- Born: Melinda Marie Eubank August 14, 1985 South Korea
- Died: September 8, 2006 (aged 21) Lady Lake, Florida, US
- Cause of death: Suicide by gunshot
- Known for: Mother of missing child Trenton Duckett, and prime suspect in his disappearance

= Death of Melinda Duckett =

2006 death in Florida, US

Melinda Marie Duckett (née Eubank; August 14, 1985 – September 8, 2006) was the Korean-born American mother of Trenton John Duckett, a 2-year-old boy who disappeared from his Leesburg, Florida, home on August 27, 2006. She attracted media attention when she committed suicide following an appearance on Nancy Grace. Duckett's family filed a wrongful death claim against Nancy Grace and CNN, alleging that the aggressive questioning traumatized Duckett and led to her suicide.

== Early life ==
Duckett was born in South Korea and moved to the United States on Christmas Eve of 1985, at the age of four months, after being adopted by an American couple. She lived in Lockport, New York until she was seventeen years old, when she moved to Florida to live with her adoptive grandparents. She attended South Sumter High School with Joshua Duckett, whom she began dating. Melinda became pregnant, and gave birth to Trenton in August 2004, shortly after graduating high school. She and Joshua married in July 2005. The relationship between Josh and Melinda Duckett was "tumultuous" and they separated numerous times before Melinda filed for divorce in July 2006. Joshua's father was James Aren Duckett, a former police officer convicted and sentenced to death for the murder of a young girl in 1987.

Melinda was involuntarily committed under the Baker Act in April 2005 after Joshua alleged that she had threatened to harm Trenton. She was diagnosed with obsessive-compulsive personality disorder in December 2005, but the report indicated there was "no psychological reason that would preclude Melinda from being a capable and loving parent."

Duckett worked for a lawn care company until she was laid off. She became a notary public on August 1, 2006.

==Disappearance of Trenton Duckett==
Duckett reported her son missing on August 27, 2006. She told police that she went to check on Trenton in his bedroom after she had finished watching a film, and discovered that Trenton was gone and there was a cut in the window screen above the crib. According to police, she was considered the prime suspect in her son's disappearance but no arrests were made because they hoped she would lead them to Trenton.

==Death==
Duckett was interviewed about Trenton's disappearance by Nancy Grace for a September 8, 2006, episode of Grace's television program. During the interview Grace accused Duckett of hiding something because Duckett refused to take a polygraph test and provided vague answers to questions. The day after the taping of the show, Duckett wrote a two-page letter addressed to "the public" expressing her love for Trenton and anger over being faced with "ridicule and criticism." After writing the letter, she committed suicide using her grandfather's shotgun.

==Lawsuit and aftermath==
Duckett's family blamed her death on media scrutiny, particularly from Grace. They filed a wrongful death lawsuit against her, accusing Grace of inflicting emotional distress on Duckett. In an interview on Good Morning America, Nancy Grace said in reaction to events that "If anything, I would suggest that guilt made her commit suicide. To suggest that a 15- or 20-minute interview can cause someone to commit suicide is focusing on the wrong thing." She then said that, while she sympathized with the family, she knew from her own experience as a victim of crime that such people look for somebody else to blame.
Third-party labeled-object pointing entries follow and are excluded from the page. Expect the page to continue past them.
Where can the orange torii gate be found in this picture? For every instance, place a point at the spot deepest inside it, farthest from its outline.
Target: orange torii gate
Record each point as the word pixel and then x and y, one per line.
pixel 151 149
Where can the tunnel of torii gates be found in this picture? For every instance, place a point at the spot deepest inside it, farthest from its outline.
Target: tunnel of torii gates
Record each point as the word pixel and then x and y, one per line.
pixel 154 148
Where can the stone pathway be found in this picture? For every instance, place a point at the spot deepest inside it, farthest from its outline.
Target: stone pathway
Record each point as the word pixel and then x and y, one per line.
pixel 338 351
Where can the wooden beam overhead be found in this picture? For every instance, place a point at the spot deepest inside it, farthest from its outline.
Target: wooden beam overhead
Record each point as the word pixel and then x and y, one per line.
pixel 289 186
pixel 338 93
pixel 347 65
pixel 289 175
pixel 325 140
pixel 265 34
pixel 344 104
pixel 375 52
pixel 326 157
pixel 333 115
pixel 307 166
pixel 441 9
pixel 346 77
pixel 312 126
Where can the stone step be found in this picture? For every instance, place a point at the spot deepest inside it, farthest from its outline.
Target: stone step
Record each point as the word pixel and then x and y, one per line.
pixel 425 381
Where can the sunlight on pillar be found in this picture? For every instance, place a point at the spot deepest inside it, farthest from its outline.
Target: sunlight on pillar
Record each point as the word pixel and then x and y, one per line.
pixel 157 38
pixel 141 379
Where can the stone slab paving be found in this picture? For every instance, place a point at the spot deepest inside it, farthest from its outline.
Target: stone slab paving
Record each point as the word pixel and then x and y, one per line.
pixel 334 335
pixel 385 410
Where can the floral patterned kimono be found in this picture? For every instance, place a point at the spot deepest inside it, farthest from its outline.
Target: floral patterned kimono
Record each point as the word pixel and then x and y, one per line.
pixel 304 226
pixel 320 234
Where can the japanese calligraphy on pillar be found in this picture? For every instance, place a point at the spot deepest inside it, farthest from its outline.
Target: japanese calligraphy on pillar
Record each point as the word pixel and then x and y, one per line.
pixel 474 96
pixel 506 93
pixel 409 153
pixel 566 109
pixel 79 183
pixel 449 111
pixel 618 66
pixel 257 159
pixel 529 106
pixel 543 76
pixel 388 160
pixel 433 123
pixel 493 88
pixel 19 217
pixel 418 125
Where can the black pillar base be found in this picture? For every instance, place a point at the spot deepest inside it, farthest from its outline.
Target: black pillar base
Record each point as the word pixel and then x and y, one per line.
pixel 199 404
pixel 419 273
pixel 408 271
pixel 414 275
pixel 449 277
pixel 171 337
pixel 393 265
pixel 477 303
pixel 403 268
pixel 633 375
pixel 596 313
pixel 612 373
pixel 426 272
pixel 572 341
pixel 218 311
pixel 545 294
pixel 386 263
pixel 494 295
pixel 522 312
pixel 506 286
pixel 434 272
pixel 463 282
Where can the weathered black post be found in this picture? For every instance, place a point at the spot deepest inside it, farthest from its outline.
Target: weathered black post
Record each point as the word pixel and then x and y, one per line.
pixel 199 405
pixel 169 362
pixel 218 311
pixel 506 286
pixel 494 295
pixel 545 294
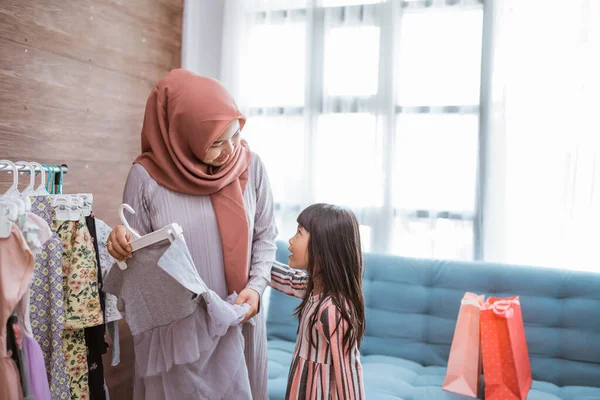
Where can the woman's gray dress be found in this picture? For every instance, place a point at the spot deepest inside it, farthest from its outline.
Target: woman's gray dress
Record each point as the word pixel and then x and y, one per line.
pixel 157 206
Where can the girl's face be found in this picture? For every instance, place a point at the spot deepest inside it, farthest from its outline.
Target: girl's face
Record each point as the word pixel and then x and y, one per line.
pixel 299 249
pixel 222 148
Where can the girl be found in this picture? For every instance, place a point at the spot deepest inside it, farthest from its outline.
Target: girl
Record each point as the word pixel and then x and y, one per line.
pixel 326 362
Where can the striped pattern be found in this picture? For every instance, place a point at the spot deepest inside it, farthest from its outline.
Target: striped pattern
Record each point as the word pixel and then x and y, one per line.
pixel 326 370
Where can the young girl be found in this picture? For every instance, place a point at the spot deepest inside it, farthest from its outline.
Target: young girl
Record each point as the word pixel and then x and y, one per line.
pixel 326 362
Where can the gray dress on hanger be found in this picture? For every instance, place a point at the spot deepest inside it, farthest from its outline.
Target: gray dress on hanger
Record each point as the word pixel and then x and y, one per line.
pixel 157 206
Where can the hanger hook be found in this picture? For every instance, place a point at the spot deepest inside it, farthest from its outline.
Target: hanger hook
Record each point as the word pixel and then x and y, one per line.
pixel 15 186
pixel 41 190
pixel 122 209
pixel 50 179
pixel 30 189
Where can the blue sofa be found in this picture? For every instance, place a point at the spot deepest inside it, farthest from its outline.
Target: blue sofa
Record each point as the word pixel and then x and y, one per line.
pixel 411 310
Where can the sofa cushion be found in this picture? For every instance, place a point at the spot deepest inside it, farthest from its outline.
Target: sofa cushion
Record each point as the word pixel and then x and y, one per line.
pixel 387 377
pixel 411 307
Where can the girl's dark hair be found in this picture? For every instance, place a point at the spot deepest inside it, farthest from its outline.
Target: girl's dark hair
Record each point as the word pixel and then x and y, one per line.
pixel 335 259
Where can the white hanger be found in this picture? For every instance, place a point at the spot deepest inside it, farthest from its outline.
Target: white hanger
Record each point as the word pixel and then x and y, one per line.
pixel 170 232
pixel 41 190
pixel 29 190
pixel 8 215
pixel 13 191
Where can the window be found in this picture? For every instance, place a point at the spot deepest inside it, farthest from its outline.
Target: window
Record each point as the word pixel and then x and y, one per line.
pixel 373 105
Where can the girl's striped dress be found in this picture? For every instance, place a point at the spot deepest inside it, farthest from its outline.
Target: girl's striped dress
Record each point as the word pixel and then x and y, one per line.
pixel 326 370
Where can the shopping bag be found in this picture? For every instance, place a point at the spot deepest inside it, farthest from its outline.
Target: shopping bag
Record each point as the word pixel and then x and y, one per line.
pixel 464 363
pixel 506 367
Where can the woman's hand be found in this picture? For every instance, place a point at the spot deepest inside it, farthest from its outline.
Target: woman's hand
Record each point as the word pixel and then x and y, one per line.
pixel 118 243
pixel 251 297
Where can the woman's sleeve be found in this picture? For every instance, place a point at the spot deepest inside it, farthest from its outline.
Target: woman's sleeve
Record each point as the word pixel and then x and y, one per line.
pixel 265 233
pixel 135 194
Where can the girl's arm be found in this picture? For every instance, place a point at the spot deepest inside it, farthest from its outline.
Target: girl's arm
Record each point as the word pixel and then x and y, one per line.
pixel 288 280
pixel 345 363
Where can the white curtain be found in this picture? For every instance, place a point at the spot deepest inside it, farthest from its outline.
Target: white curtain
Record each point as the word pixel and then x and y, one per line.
pixel 369 104
pixel 547 86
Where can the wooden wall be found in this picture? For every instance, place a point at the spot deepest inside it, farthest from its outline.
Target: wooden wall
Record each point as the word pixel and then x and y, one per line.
pixel 74 79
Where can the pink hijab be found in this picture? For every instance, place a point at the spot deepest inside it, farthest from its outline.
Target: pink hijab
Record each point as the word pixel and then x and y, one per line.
pixel 185 114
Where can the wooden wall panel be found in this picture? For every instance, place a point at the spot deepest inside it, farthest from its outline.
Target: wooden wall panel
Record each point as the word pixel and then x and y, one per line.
pixel 74 79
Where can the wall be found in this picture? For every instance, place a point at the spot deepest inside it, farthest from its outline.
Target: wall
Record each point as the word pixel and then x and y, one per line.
pixel 74 79
pixel 202 37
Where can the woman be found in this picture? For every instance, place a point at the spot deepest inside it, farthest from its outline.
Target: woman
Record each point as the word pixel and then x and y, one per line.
pixel 196 171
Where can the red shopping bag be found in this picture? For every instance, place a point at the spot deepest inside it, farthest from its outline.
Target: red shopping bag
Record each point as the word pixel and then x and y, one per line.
pixel 464 363
pixel 506 368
On November 8, 2010, a month before the jury trial was scheduled to start, Grace reached a settlement with the estate of Melinda Duckett to create a $200,000 trust fund dedicated to locating Trenton. According to the agreement, had Trenton been found alive before he turned 13, the remaining proceeds in the trust would have been administered by a trustee, Trenton's great-aunt Kathleen Calvert, until he turned 18 and the funds would have been transferred for his use. If Trenton wasn't found alive by his 13th birthday, the funds were to be transferred to the National Center for Missing and Exploited Children. "We are pleased the lawsuit has been dismissed. The statement speaks for itself," a spokeswoman for CNN said. Jay Paul Deratany, a lawyer representing Duckett's family and estate, said in a statement sent to The Associated Press: "After four years of litigation and extensive discovery, the parties now agree that Nancy Grace, the producers of her program, and CNN engaged in no intentional wrongdoing in the course of dedicating a program to finding the missing toddler, as alleged in the lawsuit."

In March 2026, Joshua Duckett told the Orlando Sentinel that he was still searching for his son even after nearly two decades since Trenton's disappearance. In the interview he avoided talking about his father James Aren Duckett, who was scheduled to be executed for the 1987 murder-rape of an eleven-year-old girl. James Duckett's execution was carried out July 28, 2026.